Mittwoch, 30. April 2008

Using reCAPTCHA with Google App Engine

We have no image creation capabilities in Google App Engine (yet). So if you want to display a CAPTCHA (Completely Automated Public Turing test to tell Computers and Humans Apart) within a GAE application, you need to do this by using an external service provider.

One of these providers is reCAPTCHA - and the nice thing about reCAPTCHA is, that your visitors are helping to digitize books by solving the CAPTCHA.

So how do we start?
At first, you should get a service key on recaptcha.net.
After you registered, you can create an unlimited number of service keys for your domain.
Note: If you want to use reCAPTCHA with your dev environment, you need to get keys for localhost.
After generating one pair of keys, the screen should look like this:

Write down your public and private key - we will need them later. If you forget them, you can return to recaptcha.net to find them out. Don't tell anyone your private key.

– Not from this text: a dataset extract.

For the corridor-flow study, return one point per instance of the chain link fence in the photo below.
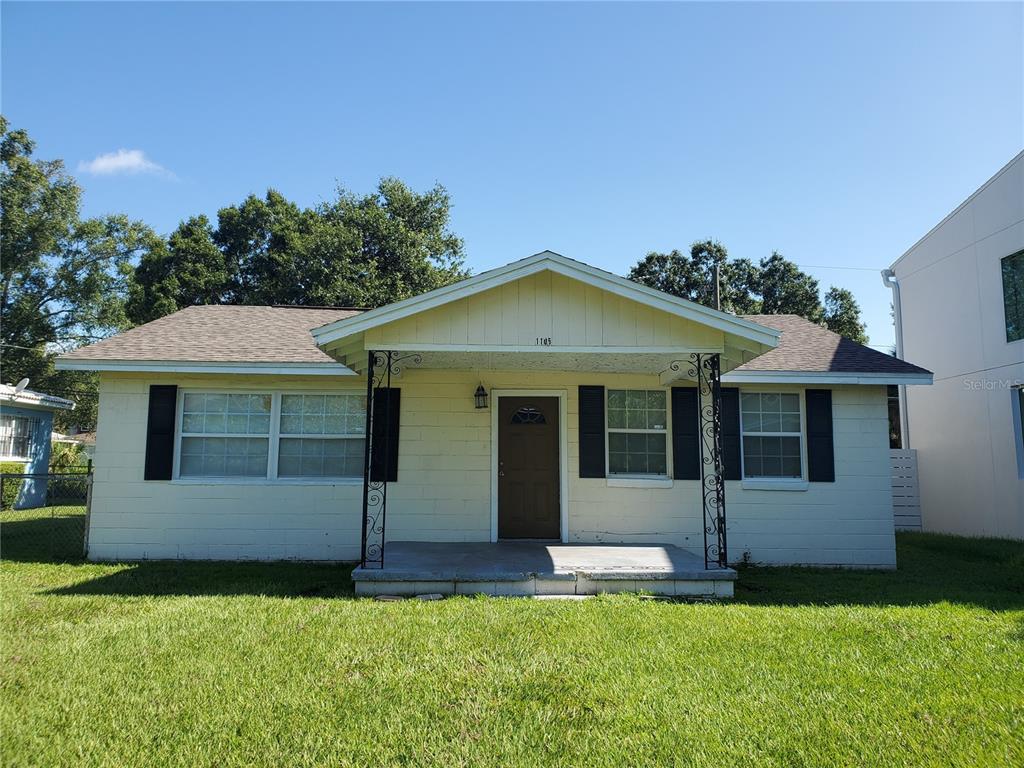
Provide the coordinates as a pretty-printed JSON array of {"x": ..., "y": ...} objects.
[{"x": 44, "y": 517}]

After having registered for the service, you should get a simple service class I adapted from python.org to GAE. You can download the adapted class here. Rename it to captcha.py and copy it somewhere (I prefer putting it in a subdirectory named recaptcha/client/ - remember to add an empty __init__.py in every directory if you do this) within your App Engine project.

For demonstration, I will be extending the helloworld example from GAE.

Go to your helloworld.py and import the captcha and environ modules:
from os import environ
from recaptcha.client import captcha
Then go to your MainPage controller and add the following lines:
chtml = captcha.displayhtml(
public_key = "YOUR-PUBLIC-KEY",
use_ssl = False,
error = None)

template_values = {
...
'captchahtml': chtml
}
Exchange YOUR-PUBLIC-KEY with your public key - if you don't, you'll get a message:
"Invalid public key. Make sure you copy and pasted it correctly."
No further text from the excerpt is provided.